Met Museum Selects Mexican Architect Frida Escobedo To Design New Modern and Contemporary Art Wing

Frida Escobedo BELatina Latinx
Photo courtesy of Wikimedia Commons.

Latinas make history again.

The Met Museum has chosen 42-year-old Mexican architect Frida Escobedo to design its new $500 million modern and contemporary art wing, the museum announced in a press release.

The appointment marks a milestone in history, with Escobedo being one of the youngest architects to be commissioned for the task and the first woman ever to design a wing in the historic institution.

“I like challenges,” she said in a telephone interview from her home in Mexico City with The New York Times. “One of the dream commissions for any architect is to design an institution with the importance and relevance of the Met.”

Born in 1979, Frida Escobedo studied architecture at the Universidad Iberoamericana and earned a master’s degree in Art, Design, and the Public Domain from the Harvard Graduate School of Design.

Escobedo founded her own architecture and design studio in 2006 in Mexico City and is known for creating temporary and interactive works within an overall theme of time rather than a historical context.

She has been a professor at the Universidad Iberoamericana since 2007 and taught at Columbia University’s Graduate School of Architecture, Planning, and Preservation, Harvard Graduate School of Design, and the London Architectural Association School of Architecture.

In 2018, Frida Escobedo became the youngest architect to work on the Serpentine Pavilion, her design being chosen by the Serpentine Gallery’s artistic director, Hans Ulrich Obrist.

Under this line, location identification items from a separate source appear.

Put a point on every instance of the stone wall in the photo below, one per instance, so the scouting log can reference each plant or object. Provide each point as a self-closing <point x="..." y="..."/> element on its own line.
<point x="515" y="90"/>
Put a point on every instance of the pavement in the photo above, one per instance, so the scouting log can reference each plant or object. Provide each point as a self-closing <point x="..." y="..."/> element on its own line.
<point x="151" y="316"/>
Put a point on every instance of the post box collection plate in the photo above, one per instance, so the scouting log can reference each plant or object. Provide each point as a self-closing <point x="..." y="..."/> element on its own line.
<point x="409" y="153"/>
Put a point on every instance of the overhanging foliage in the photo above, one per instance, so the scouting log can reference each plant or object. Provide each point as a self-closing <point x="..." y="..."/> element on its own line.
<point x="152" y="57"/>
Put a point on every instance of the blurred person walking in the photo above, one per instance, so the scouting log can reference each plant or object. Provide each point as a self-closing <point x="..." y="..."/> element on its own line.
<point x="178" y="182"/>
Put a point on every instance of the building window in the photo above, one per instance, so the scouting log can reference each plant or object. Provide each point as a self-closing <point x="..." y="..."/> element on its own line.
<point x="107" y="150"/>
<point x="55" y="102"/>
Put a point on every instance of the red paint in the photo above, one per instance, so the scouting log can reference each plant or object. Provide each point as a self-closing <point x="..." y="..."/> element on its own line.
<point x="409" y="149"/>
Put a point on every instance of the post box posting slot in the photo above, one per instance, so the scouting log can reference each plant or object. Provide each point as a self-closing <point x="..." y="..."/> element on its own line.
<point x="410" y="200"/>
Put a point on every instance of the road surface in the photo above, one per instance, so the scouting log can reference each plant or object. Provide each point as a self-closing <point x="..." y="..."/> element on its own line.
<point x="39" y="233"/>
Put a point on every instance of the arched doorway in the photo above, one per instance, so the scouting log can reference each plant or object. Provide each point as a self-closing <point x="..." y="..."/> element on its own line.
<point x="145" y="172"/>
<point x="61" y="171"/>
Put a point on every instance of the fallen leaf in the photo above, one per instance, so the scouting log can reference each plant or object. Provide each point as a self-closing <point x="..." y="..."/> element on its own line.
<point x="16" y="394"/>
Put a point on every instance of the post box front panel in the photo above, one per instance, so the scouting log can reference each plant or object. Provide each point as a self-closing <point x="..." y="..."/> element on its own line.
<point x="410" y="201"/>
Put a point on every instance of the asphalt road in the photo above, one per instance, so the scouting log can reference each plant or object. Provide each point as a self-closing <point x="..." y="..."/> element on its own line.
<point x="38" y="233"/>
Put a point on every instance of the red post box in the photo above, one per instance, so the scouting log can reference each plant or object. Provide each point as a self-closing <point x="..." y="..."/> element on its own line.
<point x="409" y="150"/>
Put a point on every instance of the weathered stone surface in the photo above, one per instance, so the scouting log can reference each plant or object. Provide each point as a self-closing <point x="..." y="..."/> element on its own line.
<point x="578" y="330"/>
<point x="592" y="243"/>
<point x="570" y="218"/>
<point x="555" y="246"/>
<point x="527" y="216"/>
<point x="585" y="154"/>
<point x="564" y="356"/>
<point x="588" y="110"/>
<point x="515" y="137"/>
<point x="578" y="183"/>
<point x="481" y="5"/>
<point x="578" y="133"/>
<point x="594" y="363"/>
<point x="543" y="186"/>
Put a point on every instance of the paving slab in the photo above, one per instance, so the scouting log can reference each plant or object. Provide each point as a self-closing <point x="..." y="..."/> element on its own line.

Her other notable projects include the expansion of La Tallera Siqueiros in Cuernavaca (2012), Mexico, a museum, workshop, and artist’s residence that was the home and studio of muralist David Alfaro Siqueiros. She also designed the renovation of the Boca Chica Hotel (2008), a popular destination for Hollywood celebrities in the 1950s, and the El Eco Pavilion (2010), a site-specific installation designed for the El Eco Experimental Museum.

Now, her design for the Met will be her largest cultural project to date.

As she told the Times, the young architect does not yet have a design in mind. However, she did say that it was “important for it to connect to the rest of the museum, to connect with the park, to connect with the city and also to represent the cultural diversity of New York.”

While Escobedo’s appointment is a significant accomplishment for women of color, the museum’s president and CEO, Daniel H. Weiss, told the Times that this did not influence the decision.

“It’s great that she brings diversity,” he said, “but that wasn’t a criterion in the choice.”

Weiss added that Escobedo was the right person to design “a signature building that speaks to the art of our time” and that he expected the project to be completed in about seven years.